Bobby Franklin, chief executive of the US National Venture Capital Association, said the industry had been working with policymakers on both sides of the aisle to ensure foreigners were able to start companies in the US. But he expressed concern that a Trump administration could couple the issue with illegal immigration. 

“This will be a steep challenge, given what Trump said on the campaign trail,” Mr Franklin said. 

Almost half of US start-ups worth more than $1bn have at least one founder or co-founder from another country, including SpaceX, Elon Musk’s rocket-launching start-up, Palantir, the data start-up backed by the CIA’s VC arm, and global ride-sharing app Uber, according to the National Foundation of American Policy think-tank. 

Mr Franklin called on Mr Trump to recognise that making migrating to the US easier would help solve some of the problems of battleground states. “You clearly have some folks that were frustrated that the economy isn’t working for them, they don’t feel Washington is working for them, and the entrepreneurial ecosystem is a great solution, helping create jobs.” 

Larger US tech companies have argued for an expansion of the H-1B visas, which with a limit of 85,000 rapidly run out each year, and for a green card to be stapled to every graduate degree from a US university.

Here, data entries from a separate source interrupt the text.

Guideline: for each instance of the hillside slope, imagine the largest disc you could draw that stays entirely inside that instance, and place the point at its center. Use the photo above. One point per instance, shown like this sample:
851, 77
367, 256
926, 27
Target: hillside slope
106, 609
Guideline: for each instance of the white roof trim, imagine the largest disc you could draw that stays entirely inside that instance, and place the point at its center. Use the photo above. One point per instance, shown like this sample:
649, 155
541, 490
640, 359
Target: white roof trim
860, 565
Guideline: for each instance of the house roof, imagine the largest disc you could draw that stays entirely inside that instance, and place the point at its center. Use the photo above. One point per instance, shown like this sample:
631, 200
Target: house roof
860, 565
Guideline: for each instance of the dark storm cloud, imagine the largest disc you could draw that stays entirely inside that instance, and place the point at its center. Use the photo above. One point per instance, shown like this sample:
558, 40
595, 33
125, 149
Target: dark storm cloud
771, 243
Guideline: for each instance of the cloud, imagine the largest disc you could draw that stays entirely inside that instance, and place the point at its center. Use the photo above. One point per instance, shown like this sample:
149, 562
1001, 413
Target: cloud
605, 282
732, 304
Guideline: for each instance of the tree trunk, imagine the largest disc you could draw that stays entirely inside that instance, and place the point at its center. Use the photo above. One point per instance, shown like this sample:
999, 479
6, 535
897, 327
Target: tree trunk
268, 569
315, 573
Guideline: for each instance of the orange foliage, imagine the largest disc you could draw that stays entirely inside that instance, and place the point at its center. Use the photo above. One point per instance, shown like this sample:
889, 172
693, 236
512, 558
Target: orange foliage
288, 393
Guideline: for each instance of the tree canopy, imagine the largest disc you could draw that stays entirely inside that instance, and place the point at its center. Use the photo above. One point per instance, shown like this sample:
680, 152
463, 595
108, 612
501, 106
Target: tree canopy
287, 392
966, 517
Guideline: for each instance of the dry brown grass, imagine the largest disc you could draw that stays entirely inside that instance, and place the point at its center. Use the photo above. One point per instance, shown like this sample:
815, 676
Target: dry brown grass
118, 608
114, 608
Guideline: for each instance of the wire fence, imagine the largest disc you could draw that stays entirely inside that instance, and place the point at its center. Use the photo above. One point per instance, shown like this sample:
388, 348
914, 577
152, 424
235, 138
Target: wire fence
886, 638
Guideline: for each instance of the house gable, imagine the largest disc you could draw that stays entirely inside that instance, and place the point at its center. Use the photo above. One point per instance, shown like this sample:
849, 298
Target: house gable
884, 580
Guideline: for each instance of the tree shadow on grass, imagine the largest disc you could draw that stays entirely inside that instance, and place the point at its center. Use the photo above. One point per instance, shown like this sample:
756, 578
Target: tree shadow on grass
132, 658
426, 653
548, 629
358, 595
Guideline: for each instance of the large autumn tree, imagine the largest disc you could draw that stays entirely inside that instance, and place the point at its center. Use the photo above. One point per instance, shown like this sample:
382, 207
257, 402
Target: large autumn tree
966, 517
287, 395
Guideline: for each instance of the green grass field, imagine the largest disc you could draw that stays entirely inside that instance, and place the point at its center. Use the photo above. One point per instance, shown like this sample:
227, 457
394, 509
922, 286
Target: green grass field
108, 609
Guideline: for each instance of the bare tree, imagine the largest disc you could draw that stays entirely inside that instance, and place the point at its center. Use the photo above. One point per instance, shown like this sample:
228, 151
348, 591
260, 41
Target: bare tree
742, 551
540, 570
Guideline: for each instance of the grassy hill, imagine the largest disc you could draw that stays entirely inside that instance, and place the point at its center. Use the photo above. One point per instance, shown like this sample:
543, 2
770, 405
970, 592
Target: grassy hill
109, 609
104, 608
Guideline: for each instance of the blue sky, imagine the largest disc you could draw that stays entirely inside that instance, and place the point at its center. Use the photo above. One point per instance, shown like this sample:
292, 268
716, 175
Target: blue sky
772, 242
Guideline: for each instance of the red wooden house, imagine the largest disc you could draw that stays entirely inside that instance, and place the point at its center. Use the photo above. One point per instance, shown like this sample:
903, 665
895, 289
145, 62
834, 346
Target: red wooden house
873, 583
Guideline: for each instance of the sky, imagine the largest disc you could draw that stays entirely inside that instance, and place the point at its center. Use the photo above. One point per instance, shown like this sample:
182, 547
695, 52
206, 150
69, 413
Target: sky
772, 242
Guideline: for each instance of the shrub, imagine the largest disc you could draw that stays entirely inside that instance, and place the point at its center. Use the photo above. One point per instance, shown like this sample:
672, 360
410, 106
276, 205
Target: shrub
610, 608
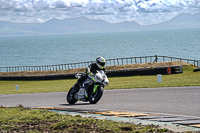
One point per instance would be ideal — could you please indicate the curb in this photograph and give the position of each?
(129, 117)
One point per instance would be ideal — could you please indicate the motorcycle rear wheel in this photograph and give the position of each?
(95, 97)
(70, 98)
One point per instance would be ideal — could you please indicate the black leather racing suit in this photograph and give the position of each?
(91, 69)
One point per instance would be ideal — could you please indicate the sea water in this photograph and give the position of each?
(73, 48)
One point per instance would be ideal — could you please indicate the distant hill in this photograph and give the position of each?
(182, 21)
(85, 25)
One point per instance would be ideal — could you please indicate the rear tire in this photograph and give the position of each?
(70, 98)
(95, 97)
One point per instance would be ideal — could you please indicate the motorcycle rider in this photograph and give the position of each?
(90, 70)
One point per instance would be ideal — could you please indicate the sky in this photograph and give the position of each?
(144, 12)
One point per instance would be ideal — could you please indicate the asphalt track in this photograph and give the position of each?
(168, 100)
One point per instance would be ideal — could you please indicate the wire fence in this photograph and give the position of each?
(109, 62)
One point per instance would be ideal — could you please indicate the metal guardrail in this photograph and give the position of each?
(109, 62)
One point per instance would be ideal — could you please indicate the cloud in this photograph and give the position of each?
(142, 11)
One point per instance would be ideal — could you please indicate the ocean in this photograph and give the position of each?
(73, 48)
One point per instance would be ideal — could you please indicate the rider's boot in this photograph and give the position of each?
(75, 88)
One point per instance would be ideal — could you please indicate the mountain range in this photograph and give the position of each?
(85, 25)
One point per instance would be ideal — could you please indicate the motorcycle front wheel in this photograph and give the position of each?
(70, 97)
(95, 97)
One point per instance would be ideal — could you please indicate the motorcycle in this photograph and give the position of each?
(90, 90)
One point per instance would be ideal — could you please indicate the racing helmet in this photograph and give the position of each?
(100, 61)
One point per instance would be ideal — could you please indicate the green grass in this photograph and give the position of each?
(26, 120)
(187, 78)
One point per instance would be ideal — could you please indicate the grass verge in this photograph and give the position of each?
(26, 120)
(187, 78)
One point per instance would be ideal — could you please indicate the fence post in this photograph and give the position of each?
(156, 59)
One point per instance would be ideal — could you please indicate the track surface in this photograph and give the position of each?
(170, 100)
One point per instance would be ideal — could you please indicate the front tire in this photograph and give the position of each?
(70, 97)
(95, 97)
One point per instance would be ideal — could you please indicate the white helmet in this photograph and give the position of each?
(100, 61)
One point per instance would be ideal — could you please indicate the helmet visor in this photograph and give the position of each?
(101, 63)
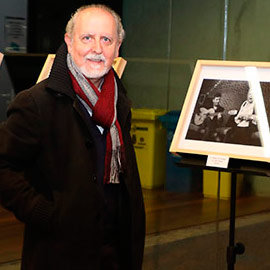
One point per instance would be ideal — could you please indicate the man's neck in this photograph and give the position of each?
(96, 82)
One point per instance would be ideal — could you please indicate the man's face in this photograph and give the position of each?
(94, 43)
(216, 101)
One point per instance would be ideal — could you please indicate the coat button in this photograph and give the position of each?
(88, 144)
(94, 178)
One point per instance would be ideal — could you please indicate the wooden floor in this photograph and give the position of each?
(165, 211)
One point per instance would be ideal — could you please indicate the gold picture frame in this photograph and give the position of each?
(234, 84)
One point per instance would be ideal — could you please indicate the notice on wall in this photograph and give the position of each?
(15, 35)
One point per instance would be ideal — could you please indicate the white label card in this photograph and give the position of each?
(217, 161)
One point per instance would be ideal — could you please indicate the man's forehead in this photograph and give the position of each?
(95, 17)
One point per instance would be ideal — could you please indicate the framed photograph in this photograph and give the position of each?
(226, 111)
(119, 65)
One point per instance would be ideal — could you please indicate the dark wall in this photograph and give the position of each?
(47, 21)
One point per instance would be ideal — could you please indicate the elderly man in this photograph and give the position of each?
(67, 164)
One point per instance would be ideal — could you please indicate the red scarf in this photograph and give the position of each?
(104, 114)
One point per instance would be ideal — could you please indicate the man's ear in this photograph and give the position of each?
(117, 49)
(68, 41)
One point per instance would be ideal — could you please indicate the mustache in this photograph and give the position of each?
(95, 57)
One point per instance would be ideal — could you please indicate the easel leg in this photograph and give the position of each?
(232, 250)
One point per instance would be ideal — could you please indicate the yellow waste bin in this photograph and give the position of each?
(210, 184)
(149, 140)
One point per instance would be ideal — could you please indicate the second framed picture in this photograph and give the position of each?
(226, 111)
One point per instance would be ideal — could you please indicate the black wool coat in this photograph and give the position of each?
(48, 178)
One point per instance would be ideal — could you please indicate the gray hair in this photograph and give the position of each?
(72, 21)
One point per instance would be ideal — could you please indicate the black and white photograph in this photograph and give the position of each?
(226, 111)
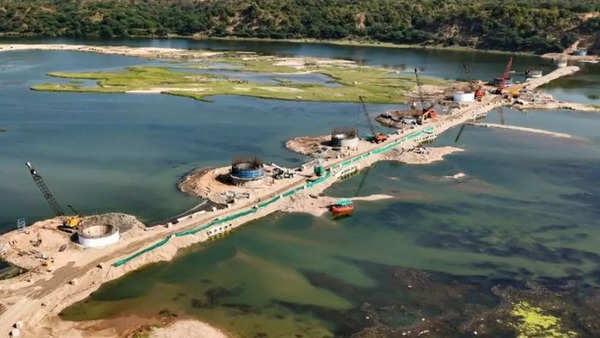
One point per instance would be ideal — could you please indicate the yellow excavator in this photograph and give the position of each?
(71, 222)
(513, 91)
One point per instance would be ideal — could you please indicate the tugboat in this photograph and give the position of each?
(343, 207)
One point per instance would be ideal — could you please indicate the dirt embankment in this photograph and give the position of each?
(307, 145)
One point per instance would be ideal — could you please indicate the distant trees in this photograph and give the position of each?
(528, 25)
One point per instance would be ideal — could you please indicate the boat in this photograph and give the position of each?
(342, 207)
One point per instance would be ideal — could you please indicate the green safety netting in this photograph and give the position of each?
(274, 199)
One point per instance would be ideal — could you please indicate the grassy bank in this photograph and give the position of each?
(362, 43)
(377, 85)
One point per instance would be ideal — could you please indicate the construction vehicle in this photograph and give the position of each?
(376, 137)
(72, 221)
(474, 85)
(513, 91)
(426, 113)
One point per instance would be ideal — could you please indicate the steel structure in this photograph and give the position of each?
(48, 196)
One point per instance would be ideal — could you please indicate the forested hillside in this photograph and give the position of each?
(517, 25)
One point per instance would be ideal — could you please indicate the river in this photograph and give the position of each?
(528, 207)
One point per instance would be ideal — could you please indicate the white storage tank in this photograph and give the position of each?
(97, 235)
(464, 97)
(534, 74)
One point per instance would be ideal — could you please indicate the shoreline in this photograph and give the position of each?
(333, 42)
(37, 297)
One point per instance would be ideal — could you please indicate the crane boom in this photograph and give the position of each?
(420, 90)
(376, 137)
(48, 196)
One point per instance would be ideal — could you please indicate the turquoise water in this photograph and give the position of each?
(527, 209)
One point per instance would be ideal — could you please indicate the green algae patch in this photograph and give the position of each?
(534, 323)
(377, 85)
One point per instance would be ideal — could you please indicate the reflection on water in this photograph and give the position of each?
(528, 209)
(124, 152)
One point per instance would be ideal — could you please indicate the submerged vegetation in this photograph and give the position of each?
(375, 84)
(523, 25)
(534, 323)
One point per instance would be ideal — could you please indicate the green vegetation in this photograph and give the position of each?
(534, 323)
(514, 25)
(375, 84)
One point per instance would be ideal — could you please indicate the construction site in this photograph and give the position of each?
(71, 255)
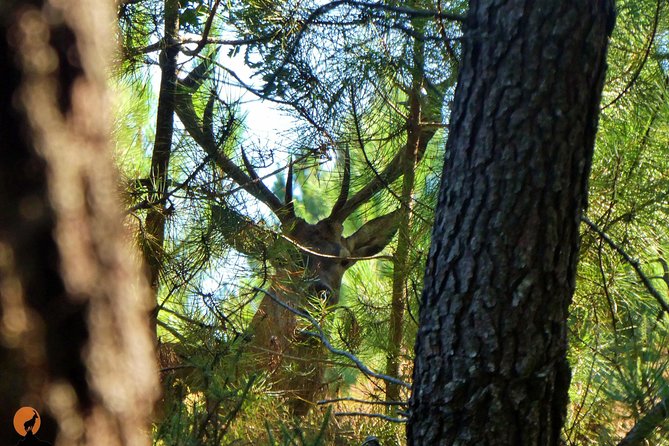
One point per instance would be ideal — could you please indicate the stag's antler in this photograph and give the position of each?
(393, 170)
(203, 135)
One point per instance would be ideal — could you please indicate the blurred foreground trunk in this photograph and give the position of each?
(74, 333)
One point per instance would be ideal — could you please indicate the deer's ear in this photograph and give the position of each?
(374, 235)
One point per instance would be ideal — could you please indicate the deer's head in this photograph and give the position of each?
(311, 258)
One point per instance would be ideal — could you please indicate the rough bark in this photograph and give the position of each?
(491, 364)
(74, 341)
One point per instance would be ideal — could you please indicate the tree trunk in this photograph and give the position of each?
(154, 235)
(491, 364)
(401, 258)
(74, 339)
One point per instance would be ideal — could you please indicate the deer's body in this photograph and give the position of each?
(321, 252)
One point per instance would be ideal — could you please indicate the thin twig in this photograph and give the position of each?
(358, 400)
(634, 263)
(371, 415)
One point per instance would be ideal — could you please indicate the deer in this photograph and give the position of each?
(321, 251)
(29, 425)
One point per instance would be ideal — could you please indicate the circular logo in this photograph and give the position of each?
(26, 419)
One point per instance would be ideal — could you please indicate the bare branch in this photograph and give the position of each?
(646, 425)
(288, 199)
(345, 185)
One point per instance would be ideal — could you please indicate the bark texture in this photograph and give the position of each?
(491, 364)
(74, 338)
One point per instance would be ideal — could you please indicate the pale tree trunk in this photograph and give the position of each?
(401, 258)
(75, 341)
(491, 365)
(154, 232)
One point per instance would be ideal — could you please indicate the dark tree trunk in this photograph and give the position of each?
(491, 364)
(74, 340)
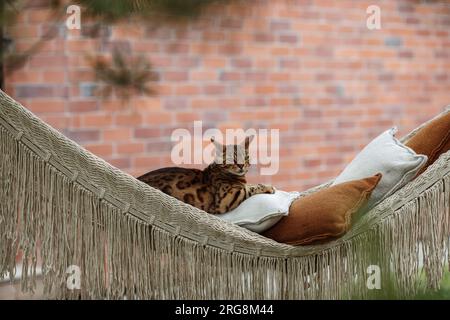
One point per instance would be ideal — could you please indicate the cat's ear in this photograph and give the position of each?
(248, 140)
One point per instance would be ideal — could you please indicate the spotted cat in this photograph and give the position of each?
(218, 188)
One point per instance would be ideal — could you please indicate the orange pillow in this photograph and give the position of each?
(432, 140)
(324, 215)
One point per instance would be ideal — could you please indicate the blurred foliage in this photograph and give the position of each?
(112, 11)
(127, 75)
(123, 75)
(10, 10)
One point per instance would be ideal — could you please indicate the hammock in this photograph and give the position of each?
(65, 207)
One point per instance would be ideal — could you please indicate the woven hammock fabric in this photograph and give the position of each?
(65, 206)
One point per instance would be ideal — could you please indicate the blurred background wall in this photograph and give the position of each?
(310, 68)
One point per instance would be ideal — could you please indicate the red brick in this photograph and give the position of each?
(130, 148)
(118, 134)
(146, 132)
(175, 76)
(134, 119)
(83, 106)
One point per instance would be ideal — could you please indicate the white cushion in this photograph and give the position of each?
(388, 156)
(261, 211)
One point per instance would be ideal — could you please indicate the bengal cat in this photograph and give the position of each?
(218, 188)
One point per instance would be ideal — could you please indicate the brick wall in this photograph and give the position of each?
(309, 68)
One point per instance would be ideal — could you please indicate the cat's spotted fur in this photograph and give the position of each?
(219, 188)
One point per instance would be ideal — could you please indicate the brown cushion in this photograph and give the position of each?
(324, 215)
(432, 140)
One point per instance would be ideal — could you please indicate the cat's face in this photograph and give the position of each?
(233, 158)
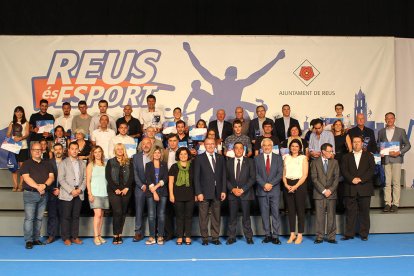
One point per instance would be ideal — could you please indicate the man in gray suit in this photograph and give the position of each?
(139, 160)
(325, 177)
(72, 180)
(392, 162)
(269, 172)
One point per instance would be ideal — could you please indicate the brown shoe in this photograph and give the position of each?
(138, 237)
(50, 240)
(77, 241)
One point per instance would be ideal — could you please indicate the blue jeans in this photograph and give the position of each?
(156, 210)
(34, 207)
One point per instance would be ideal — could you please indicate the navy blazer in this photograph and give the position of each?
(254, 125)
(275, 176)
(365, 171)
(206, 181)
(227, 129)
(139, 169)
(150, 178)
(280, 127)
(247, 178)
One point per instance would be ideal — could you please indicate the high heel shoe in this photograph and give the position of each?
(299, 240)
(179, 241)
(102, 240)
(291, 239)
(97, 241)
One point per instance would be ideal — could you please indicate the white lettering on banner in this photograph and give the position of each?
(119, 77)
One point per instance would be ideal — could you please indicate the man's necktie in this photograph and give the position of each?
(213, 161)
(325, 166)
(268, 165)
(238, 170)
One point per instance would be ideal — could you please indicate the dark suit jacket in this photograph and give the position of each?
(275, 176)
(322, 181)
(150, 178)
(247, 178)
(365, 171)
(399, 136)
(254, 125)
(139, 170)
(280, 127)
(210, 184)
(227, 129)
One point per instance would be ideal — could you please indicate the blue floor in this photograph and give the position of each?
(382, 254)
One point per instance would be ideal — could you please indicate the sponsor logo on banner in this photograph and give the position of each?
(120, 77)
(306, 72)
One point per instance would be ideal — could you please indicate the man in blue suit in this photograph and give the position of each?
(269, 172)
(241, 176)
(139, 160)
(210, 189)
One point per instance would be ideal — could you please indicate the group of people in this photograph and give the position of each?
(238, 161)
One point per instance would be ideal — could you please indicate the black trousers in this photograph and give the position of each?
(70, 212)
(169, 220)
(119, 206)
(357, 208)
(296, 206)
(234, 206)
(205, 207)
(53, 216)
(184, 217)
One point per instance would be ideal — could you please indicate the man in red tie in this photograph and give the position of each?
(269, 171)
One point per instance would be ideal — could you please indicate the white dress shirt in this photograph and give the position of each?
(357, 156)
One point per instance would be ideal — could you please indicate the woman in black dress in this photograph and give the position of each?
(342, 146)
(181, 191)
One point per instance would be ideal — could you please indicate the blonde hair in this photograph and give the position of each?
(151, 153)
(342, 130)
(92, 156)
(124, 159)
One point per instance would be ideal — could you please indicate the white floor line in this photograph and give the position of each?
(210, 260)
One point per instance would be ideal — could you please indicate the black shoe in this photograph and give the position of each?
(276, 241)
(37, 242)
(230, 241)
(168, 238)
(216, 242)
(267, 239)
(29, 245)
(387, 208)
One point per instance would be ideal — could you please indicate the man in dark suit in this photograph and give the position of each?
(393, 161)
(139, 160)
(282, 124)
(358, 169)
(222, 128)
(210, 189)
(241, 176)
(325, 177)
(256, 125)
(269, 172)
(53, 210)
(368, 136)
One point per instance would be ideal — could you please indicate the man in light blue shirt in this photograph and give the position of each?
(318, 138)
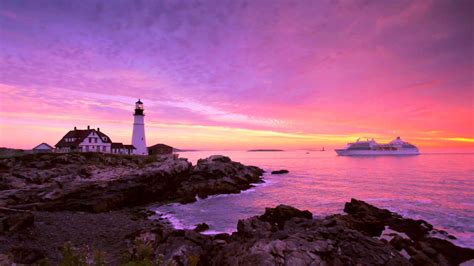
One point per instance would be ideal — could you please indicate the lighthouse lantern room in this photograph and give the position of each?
(138, 135)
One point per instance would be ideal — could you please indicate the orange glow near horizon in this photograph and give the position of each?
(264, 76)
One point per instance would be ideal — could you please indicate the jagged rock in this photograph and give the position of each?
(282, 213)
(201, 227)
(26, 256)
(332, 240)
(14, 220)
(96, 182)
(280, 172)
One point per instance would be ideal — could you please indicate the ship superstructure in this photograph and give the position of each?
(368, 146)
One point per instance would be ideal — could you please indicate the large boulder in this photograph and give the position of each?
(15, 220)
(282, 213)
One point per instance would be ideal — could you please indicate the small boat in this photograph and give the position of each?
(366, 146)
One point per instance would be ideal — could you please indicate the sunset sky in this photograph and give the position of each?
(239, 74)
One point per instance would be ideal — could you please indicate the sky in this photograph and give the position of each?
(239, 74)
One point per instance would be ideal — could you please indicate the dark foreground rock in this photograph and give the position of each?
(280, 172)
(287, 236)
(102, 182)
(281, 236)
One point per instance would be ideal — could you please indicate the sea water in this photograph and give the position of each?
(436, 187)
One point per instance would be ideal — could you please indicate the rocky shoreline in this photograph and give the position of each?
(89, 209)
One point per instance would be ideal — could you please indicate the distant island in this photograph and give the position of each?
(182, 150)
(263, 150)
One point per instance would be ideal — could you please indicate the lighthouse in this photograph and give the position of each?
(138, 135)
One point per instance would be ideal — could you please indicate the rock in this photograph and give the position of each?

Rob Atkinson, president of the Information Technology and Innovation Foundation, a think-tank, said US technology companies expected Hillary Clinton to expand high-skilled immigration. 

“A Trump administration will be a very different policy environment. I don’t believe graduates will have a green card stapled to their diplomas given who his base is and his rhetoric on immigration,” Mr Atkinson said. 

However, some are optimistic that Mr Trump will not follow through on his rhetoric and that his business sense will prevail. Mr Wadhwa said Silicon Valley has a “dire shortage” of skilled talent, beyond just ordinary software engineers, in emerging areas such as artificial intelligence, sensors and robotics. 

“My hope is that he doesn’t mean the things he says. He’s changing his position all the time, it’s a joke when he’s trying to get elected, but then he goes back to being a businessman,” Mr Wadhwa said. “Ultimately, he’s not going to do anything to hurt the Trump empire here, it would be committing business suicide.” 

If Mr Trump does restrict immigration in the industry, tech companies will find other ways to benefit from foreign expertise. Mr Atkinson said some might expand in countries that make it easier to hire immigrants such as Canada, where Justin Trudeau’s administration is creating an innovation policy that will encourage companies to hire high-skilled software engineers, wherever they are from. Mr Kropp suggested companies could launch more extensive training programmes, for example, taking a group of actuaries and training them to be data scientists.

Steve Perkins, managing director of Grant Thornton’s technology industry practice, said he expected tech companies to increase their lobbying activity further. “They should be advocating for their positions and actively working with the transition teams. I think the argument to make is one about US jobs and economic growth,” he said.

To make their case for highly-skilled immigration, technology companies may end up turning to the one immigrant to Silicon Valley they know has Mr Trump’s ear: German-born Mr Thiel.